Michigan Football: Three Illinois Players to Watch

Sep 3, 2016; Champaign, IL, USA; Illinois Fighting Illini defensive lineman Rob Bain (16) and Illinois Fighting Illini defensive lineman Dawuane Smoot (91) tackle Murray State Racers running back Demetric Johnson (26) at Memorial Stadium. Mandatory Credit: Mike Granse-USA TODAY Sports

Illinois is a bad football team. Michigan football is a good football team. Still, the Illini have some players that are worth keeping an eye on.

It’s homecoming weekend for Michigan football, and if all goes according to plan, the game on Saturday should only add to the excitement.

Illinois comes to town after beating Rutgers 24-7 to bring its record to 2-4, as Michigan wraps up its time off after beating Rutgers 78-0. The Fighting Illini are averaging an even 26 points and under 400 yards a game on offense, while the defense gives up an average of 26.2 points and 388 yards per game; they’re No. 82 in overall S&P+. They’re not good is what I’m saying.

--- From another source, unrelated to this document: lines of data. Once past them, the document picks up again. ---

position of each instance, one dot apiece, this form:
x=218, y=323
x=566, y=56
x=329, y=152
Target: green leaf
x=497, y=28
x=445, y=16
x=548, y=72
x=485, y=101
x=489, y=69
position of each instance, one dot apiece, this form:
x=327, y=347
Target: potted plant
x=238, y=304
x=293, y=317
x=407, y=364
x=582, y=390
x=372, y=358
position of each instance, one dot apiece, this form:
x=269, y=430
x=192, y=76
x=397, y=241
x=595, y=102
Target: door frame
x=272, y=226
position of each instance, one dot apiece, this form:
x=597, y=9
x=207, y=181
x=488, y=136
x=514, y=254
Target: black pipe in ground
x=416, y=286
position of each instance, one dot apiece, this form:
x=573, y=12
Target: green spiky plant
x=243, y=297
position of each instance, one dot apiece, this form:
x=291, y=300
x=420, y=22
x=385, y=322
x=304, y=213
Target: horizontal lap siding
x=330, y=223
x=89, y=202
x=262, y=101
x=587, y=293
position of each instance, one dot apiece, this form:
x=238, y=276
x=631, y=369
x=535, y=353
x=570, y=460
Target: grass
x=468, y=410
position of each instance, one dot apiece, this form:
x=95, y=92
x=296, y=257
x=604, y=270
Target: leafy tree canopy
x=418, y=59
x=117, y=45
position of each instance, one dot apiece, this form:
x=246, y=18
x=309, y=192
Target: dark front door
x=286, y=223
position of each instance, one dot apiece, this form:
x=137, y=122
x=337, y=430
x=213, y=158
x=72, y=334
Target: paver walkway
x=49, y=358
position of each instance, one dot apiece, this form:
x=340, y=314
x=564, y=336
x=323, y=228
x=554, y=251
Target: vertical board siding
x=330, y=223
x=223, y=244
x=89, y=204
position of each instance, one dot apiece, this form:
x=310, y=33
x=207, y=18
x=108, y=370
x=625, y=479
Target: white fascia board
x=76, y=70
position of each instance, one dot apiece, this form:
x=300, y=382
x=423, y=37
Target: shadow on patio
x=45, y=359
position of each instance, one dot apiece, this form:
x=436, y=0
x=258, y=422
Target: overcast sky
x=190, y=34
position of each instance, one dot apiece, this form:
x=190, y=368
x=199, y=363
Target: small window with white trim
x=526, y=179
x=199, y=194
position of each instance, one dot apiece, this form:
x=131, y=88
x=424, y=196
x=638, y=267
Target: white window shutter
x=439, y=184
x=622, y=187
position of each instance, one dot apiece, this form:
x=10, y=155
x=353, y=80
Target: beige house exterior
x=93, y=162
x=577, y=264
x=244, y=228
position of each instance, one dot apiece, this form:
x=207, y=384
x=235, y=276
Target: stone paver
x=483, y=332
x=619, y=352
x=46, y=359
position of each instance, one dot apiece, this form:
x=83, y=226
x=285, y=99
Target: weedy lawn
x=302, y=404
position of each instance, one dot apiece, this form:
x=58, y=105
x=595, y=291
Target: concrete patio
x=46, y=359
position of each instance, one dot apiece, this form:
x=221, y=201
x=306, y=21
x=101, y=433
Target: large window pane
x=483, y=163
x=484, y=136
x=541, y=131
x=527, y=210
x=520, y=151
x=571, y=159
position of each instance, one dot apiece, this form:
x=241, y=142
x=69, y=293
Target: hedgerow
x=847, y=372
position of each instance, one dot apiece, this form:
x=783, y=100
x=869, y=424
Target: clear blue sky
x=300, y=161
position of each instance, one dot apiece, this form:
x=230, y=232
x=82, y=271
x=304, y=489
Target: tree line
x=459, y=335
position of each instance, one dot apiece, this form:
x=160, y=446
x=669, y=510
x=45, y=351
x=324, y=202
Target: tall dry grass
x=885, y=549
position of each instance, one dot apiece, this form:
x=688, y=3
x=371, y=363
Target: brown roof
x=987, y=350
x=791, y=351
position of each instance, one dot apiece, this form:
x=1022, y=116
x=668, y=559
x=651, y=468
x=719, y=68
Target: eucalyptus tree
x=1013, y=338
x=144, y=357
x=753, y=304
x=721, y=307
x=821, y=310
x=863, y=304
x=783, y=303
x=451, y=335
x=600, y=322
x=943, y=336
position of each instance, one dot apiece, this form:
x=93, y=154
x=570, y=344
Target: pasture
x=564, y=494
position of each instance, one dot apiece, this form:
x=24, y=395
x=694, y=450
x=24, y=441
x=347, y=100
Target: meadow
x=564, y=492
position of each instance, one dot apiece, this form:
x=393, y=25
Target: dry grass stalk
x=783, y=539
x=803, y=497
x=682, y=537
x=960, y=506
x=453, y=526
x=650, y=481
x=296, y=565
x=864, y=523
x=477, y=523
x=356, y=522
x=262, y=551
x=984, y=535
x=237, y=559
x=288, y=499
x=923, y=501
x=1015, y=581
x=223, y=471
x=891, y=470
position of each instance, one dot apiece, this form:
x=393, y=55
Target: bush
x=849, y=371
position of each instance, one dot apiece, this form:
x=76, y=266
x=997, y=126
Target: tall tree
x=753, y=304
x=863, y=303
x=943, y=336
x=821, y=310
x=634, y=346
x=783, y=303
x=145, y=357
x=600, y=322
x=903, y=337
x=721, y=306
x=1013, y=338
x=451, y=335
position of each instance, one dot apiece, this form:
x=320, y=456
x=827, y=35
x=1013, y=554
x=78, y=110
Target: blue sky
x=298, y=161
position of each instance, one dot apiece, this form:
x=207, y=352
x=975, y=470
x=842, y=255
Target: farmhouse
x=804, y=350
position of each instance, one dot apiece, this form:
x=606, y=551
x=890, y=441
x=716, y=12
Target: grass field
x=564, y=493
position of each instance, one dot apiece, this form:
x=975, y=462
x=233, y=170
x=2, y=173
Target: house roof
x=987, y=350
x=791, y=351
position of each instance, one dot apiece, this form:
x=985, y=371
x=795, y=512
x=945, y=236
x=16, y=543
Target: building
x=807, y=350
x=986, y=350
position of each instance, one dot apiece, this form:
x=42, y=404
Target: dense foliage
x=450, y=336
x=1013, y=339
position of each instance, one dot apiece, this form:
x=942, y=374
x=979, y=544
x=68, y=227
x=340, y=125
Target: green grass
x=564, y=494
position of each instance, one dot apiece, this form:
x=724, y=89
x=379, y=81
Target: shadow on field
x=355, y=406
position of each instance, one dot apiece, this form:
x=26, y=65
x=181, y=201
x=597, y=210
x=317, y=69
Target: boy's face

Still, this is a conference game that kicks off the meat of the schedule, and Illinois has some good players scattered throughout its roster, so here are three such players to keep an eye on.

Dawuane Smoot, DE

Smoot is far and away the best player on the Illinois roster. At 6-foot-3, 255 pounds he’s a load on the edge and can get to the quarterback quickly. That’s going to be a problem since he’ll probably spend most of his day lined up across from Juwann Bushell-Beatty.

Bushell-Beatty hasn’t been bad filling in for Grant Newsome, but he still looks very much like a freshman. This is a good game for him to prove that he can be the guy at left tackle moving forward, but it’s not going to be a pleasant afternoon either way.

Pro Football Focus ranked Smoot as the No. 20 player in the country before the season started, and even though his numbers don’t pop off the stat sheet, he’s been really good so far. Smoot’s going to get his; it’s just a question of how much Bushell-Beatty can slow him down:

It’ll be interesting to see how the coaches plan to help Bushell-Beatty and if he can come close to holding his own against one of the best linemen in the Big Ten. I wouldn’t be very surprised to see Mason Cole play some LT if things get particularly nasty, but hopefully it doesn’t come to that.

Michigan can mitigate much of the damage Smoot can do by running the ball consistently against one of the worst rush defenses in the country. He’ll certainly be visible, but hopefully most plays will go away from him.

Oct 15, 2016; Piscataway, NJ, USA; Illinois Fighting Illini running back Reggie Corbin (2) rushes against Rutgers Scarlet Knights defensive lineman Darius Hamilton (75) during the first half at High Points Solutions Stadium. Mandatory Credit: Noah K. Murray-USA TODAY Sports

Reggie Corbin, RB

Corbin missed the 2015 season but has made his way back this year rather effectively, if a bit slowly. He only has 35 carries so far but he’s averaging a staggering 9.3 yards per carry. Corbin is a small, shifty runner who has a quick initial burst but not a whole lot of breakaway speed.

Still, he’s found ways to get to the second level where he can make defenders miss in the open field.

After some garbage time carries against Murray State in the first game of the season, Corbin didn’t touch the ball again until three weeks later against Nebraska, running for 72 yards on nine carries. Since then he’s amassed 182 yards on 19 carries, though it’s probably worth noting that that production came against Purdue and Rutgers.

I think it’ll take a miracle for Illinois to get anything going against the Michigan front seven, but if the Illinois offense ends up being at all productive, it’ll be because it finds some space running the ball with Corbin.

Oct 15, 2016; Piscataway, NJ, USA; Illinois Fighting Illini wide receiver Malik Turner (11) runs against the Rutgers Scarlet Knights during the first half at High Points Solutions Stadium. Mandatory Credit: Noah K. Murray-USA TODAY Sports

Malik Turner, WR

Maybe it’s just the Illinois uniform, but wide receiver Malik Turner kind of reminds me of fellow Illini standout Aurrelious Benn. Benn (now with the Jaguars), is 6-foot-2, 220 pounds, and Turner is 6-foot-3, 205 pounds.

They both have decent-but-not-elite speed, but they know how to use their frames to go up and get passes and run precise routes. They both also have good hands:

Benn shredded Michigan during The Dark Years, but I don’t see Turner doing that. He is a good receiver that is saddled with a really unfortunate quarterback situation. He might shake loose a couple of times and end up snagging a few downfield passes, but that’s going to be a best case scenario for the Illinois offense.

It will, however, be interesting to see how Jourdan Lewis handles someone of Turner’s stature in press coverage.